Ces derniers accueillent près de 37 000 étudiants et emploient plusieurs milliers d’enseignants. Leurs moyens de fonctionnement sont préservés en 2019. Ils bénéficieront de plus de 15 millions d’euros de crédits d’investissement, pour des opérations structurantes comme celles des écoles d’architecture de Marseille, de Toulouse ou du conservatoire de Paris, pour n’en citer que quelques-unes. De nouvelles opérations seront également engagées, comme à Cergy. Ces établissements forment nos artistes de demain et, bien évidemment, des dispositifs de bourse sont prévus, notamment pour les étudiants étrangers.

Pour permettre à tous un égal accès à la culture, il faut soutenir celles et ceux qui la font vivre : les artistes.

Parce qu’il n’est pas de culture sans création, les crédits consacrés à cette dernière seront sanctuarisés. Dans l’attribution de ces crédits, mon ministère restera fidèle à ses valeurs : il sera attentif à favoriser l’émergence de nouveaux talents, à accompagner les artistes dans leur projet, à élargir les publics en améliorant la diffusion des œuvres, notamment dans les territoires ruraux et les quartiers prioritaires.

Des crédits de 706 millions d’euros seront consacrés au spectacle vivant. Dans le même temps, 1 million d’euros supplémentaires abondera le budget dédié aux structures labellisées et 500 000 euros iront à des projets relevant de l’économie sociale et solidaire dans le champ de la création artistique. Le soutien aux arts visuels sera, quant à lui, accru pour atteindre 75 millions d’euros. Le centre national des arts visuels devrait normalement être créé par un décret dès demain et prendre forme au tout début de l’année prochaine.

Parce qu’il n’est pas de création sans créateurs, nous continuerons à soutenir l’emploi dans le secteur culturel.

Le Fonds national pour l’emploi pérenne dans le spectacle sera prolongé au-delà de 2018. Le niveau des crédits de ce dispositif, encore mal connu, a été adapté au rythme de consommation. Et, comme je l’ai dit en commission, il pourra être modulé à la hausse, si besoin, en 2020 pour accompagner ce nécessaire mouvement de pérennisation des emplois.

Le ministère aura également à cœur de poursuivre le travail engagé avec les représentants des artistes-auteurs pour mieux les protéger.

Parce qu’il n’est pas non plus de création sans lieu de création, compte tenu des dépenses de sécurisation des sites et événements culturels qui, dans le contexte sécuritaire actuel, pèsent lourdement sur tous les acteurs, un montant de 2 millions d’euros sera pérennisé à compter de 2019, afin d’alléger la facture liée à ces dépenses, dans la continuité du fonds d’urgence créé temporairement à compter de 2016.

Je serai attentif à la question du coût de la mobilisation des forces de l’ordre, qui peut créer des difficultés pour certaines structures organisatrices de festival – nous en avons discuté en commission le 14 novembre dernier.
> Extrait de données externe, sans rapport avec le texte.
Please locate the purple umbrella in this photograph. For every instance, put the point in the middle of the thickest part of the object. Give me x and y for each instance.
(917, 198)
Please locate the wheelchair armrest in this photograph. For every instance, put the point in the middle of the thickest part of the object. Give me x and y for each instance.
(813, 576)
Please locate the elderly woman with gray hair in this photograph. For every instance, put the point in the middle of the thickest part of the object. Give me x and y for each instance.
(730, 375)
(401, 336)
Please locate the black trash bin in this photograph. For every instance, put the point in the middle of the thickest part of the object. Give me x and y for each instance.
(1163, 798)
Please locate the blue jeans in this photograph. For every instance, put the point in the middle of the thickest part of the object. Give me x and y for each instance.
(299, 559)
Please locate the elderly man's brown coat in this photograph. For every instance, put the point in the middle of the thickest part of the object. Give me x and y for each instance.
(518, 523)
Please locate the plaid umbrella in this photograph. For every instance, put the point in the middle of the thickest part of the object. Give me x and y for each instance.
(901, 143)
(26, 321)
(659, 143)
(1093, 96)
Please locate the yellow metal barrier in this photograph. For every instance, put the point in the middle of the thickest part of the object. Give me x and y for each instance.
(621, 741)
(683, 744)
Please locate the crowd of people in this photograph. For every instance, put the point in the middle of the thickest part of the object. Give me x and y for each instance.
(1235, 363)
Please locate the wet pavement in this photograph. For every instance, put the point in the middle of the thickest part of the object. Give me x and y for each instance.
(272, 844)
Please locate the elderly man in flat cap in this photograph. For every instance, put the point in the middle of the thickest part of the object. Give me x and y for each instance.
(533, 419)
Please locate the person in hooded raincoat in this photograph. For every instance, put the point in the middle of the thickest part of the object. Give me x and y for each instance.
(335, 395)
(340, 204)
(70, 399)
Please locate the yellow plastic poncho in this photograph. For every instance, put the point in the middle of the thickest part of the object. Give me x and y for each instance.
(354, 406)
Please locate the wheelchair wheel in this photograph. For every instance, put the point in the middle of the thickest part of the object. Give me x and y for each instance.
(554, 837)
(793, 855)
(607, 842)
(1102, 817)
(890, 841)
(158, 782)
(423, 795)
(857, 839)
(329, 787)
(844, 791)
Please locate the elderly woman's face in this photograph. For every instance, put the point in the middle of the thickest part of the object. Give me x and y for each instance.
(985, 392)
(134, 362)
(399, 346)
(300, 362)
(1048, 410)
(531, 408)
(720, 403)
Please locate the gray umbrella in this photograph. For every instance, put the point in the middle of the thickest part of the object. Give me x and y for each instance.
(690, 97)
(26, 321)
Dans le soutien à la création, comme dans le combat pour l’accès à la culture, mon engagement sera total !

Je voudrais, enfin, apporter quelques réponses aux questions qui m’ont été posées.

Le Grand Palais – une opération inscrite dans la partie financée sur les programmes d’investissement d’avenir, ou PIA – ne verra pas les premières dépenses décaissées avant 2021, a priori. Les crédits fléchés vers le Grand Palais seront donc précisément mentionnés dans le plan 2020-2022.

Je reviendrai sur la question du CNM, le Centre national de la musique, à l’occasion de l’examen des crédits de la mission « Médias, livre et industries culturelles ». Vous savez l’engagement total qui est le mien pour la création de ce centre. Certes, celle-ci donnera lieu à une décision de gestion, mais je vous garantis que la structure disposera, en 2019, des moyens permettant sa création et son début de fonctionnement. Il reste beaucoup de travail à faire avec les partenaires de ce projet, en lien, bien évidemment, avec les parlementaires.

Le dossier de Villers-Cotterêts progresse. Sur les deux quadrilatères du site, le plus petit – là où se trouvait la résidence royale – se voit accorder un budget de 710 millions d’euros pour sa restauration et l’installation du laboratoire de la francophonie, qui doit être un formidable outil au service de la langue française et de la francophonie. Tout avance très positivement, donc, en lien avec le Centre des monuments nationaux, qui est le maître d’ouvrage de ce projet.